In episode 26, titled “Sekai no chuushin de ‘ai’ o sakenda kemono,”[11] the series’ narrative fabric begins to fall apart. Indeed, the title, translated as “The Beast that Shouted ‘I’ at the Heart of the World,” is a pun on the The Beast that Shouted Love at the Heart of the World, a 1968 sci-fi short story by Harlan Ellison (in Japanese, the word for “love,” “ai,” 愛, is pronounced the same as the English word “I”), famous for its experimental, non-sequential narrative. In the episode, the viewer is presented with a short anime within the anime. The episode recreates a parallel world in which Shinji is just an average high school student who lives with his parents, Asuka is his best childhood friend, Rei is a lively transfer student, and Misato is their teacher. This completely different story is full of trite anime tropes, including the Toast of Tardiness (Rei runs late to school while) and a Crash Into Hello (Rei and Shinji bump into each other).[12] [Figure 17] Confronted with this alternate version of himself and others, Shinji eventually remarks: “I see, this is another possibility. Another possible world. This Self is the same way, it’s not my true Self. I can be any way I wish to be,” coming to terms with the dessentialization of his identity, and its embeddedness in situated (i.e., time and space-specific) worlds. [Figure 18]

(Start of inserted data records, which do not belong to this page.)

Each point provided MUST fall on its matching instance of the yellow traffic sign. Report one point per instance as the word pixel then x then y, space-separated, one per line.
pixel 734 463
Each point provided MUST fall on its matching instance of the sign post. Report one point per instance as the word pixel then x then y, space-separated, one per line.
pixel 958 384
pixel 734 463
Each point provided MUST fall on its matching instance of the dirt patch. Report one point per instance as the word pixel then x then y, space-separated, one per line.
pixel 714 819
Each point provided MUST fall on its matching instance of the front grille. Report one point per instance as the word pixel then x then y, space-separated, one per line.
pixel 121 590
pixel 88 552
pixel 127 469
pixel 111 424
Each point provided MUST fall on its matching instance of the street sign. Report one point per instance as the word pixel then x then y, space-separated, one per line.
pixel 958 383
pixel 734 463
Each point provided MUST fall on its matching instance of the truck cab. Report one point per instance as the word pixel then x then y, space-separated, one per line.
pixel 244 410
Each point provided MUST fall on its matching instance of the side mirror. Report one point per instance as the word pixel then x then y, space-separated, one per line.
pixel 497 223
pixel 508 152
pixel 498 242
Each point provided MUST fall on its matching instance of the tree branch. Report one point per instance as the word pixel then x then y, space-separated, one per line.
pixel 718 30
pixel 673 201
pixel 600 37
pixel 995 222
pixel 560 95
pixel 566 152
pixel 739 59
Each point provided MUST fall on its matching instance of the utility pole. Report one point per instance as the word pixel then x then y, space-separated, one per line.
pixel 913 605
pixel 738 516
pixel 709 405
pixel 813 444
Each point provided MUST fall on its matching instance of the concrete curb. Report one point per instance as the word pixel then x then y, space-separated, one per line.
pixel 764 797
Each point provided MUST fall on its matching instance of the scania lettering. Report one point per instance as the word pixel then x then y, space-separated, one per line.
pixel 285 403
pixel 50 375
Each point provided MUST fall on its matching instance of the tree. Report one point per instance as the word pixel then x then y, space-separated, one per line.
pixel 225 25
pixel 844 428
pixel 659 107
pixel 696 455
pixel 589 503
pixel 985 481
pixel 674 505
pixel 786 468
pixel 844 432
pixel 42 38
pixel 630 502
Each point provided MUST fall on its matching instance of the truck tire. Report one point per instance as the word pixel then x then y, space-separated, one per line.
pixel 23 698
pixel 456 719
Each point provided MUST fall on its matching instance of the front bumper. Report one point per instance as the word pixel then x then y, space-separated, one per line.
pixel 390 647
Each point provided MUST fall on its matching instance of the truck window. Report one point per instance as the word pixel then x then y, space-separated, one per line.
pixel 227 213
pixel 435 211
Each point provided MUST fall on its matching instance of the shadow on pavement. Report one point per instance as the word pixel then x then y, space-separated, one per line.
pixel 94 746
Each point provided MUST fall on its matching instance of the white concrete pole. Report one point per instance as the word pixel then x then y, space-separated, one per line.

While this moment corresponds to Shinji’s understanding that the reality that he inhabits is just one among many possibilities, there is a meta-level to his epiphany. According to philosopher Azuma Hiroki, “Hideaki Anno (the director of Evangelion) anticipated the appearance of derivative fan works in the Comiket, one of the world’s largest comic conventions, mostly dedicated to amateur manga parodies of commercial shows. As such, from the beginning, Anno set up various gimmicks within the original to promote those products.”[13] Indeed, according to Azuma, many “high school alternate universe” (or AU, for short) fan works, in which a series’ cast is transplanted into a different world where they are high school students, were already circulating by the time of this episode’s original broadcast in March of 1996.[14] Therefore, this high school AU within Evangelion is not only a self-conscious parody but a reaching out from the creator towards the Others’ (the fans’) desire—an acceptance that derivation, even in its banalizing dimension of original authorial works, is the inevitable fate of any original within the postmodern logic of otaku culture. More recently, Anno himself has been participating in this continuous process of derivation with an ongoing movie tetralogy called Rebuild of Evangelion,[15] in which he takes the building blocks of the original series, its kyara and settings, and remixes them into a whole different shape. [Figure 19] Arguably, every time a fan creates a derivative work (fan fiction, fan art, fan comics, etc.), a paradog emerges to make up for the “disjunctures and incommensurable differences among [the] scales”[16] and hierarchies of creative and affective networks.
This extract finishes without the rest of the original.